One decision that does however baffle me ever so slightly is the fact that, unlike Screencheat – aka. the 2014 original (PC/OS X/Linux/PS4/XB1) – Screencheat: Unplugged actually involves a fair amount of leveling to access just about everything. One map, one weapon, one mode – that’s all you have from the get-go. In spite of how (relatively) easily XP is acquired, it is still not ideal; especially as I suspect most will want to dive right in and play all the rather unorthodox modes… instead of being stuck with deathmatch for a good bit.
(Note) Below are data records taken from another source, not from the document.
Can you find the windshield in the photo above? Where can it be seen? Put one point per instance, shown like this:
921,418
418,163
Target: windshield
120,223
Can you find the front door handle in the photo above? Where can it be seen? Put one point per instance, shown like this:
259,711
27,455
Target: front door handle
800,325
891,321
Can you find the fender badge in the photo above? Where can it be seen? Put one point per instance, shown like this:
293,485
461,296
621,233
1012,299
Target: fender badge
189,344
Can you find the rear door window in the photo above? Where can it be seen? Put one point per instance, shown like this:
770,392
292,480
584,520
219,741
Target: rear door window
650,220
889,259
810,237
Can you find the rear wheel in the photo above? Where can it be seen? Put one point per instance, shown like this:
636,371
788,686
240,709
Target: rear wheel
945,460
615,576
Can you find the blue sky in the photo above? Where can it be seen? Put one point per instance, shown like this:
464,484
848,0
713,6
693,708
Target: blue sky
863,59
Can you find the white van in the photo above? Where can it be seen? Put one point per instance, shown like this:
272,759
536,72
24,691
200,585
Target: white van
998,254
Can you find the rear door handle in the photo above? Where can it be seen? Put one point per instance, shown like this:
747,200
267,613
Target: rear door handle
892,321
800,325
Now, to put this into perspective, spending an hour doing my best to kill everyone for those ever-delicious points got me to around level 7. Not too shabby, seeing how the final unlock comes at 50 (and I believe 30+ only brings weapon skins and ragdolls). Upon acquiring this 7th level, I’d unlocked no less than three additional modes, maps and weapons. Oh and unsurprisingly, deathmatch is the fastest way to grind, in my experience (no pun intended).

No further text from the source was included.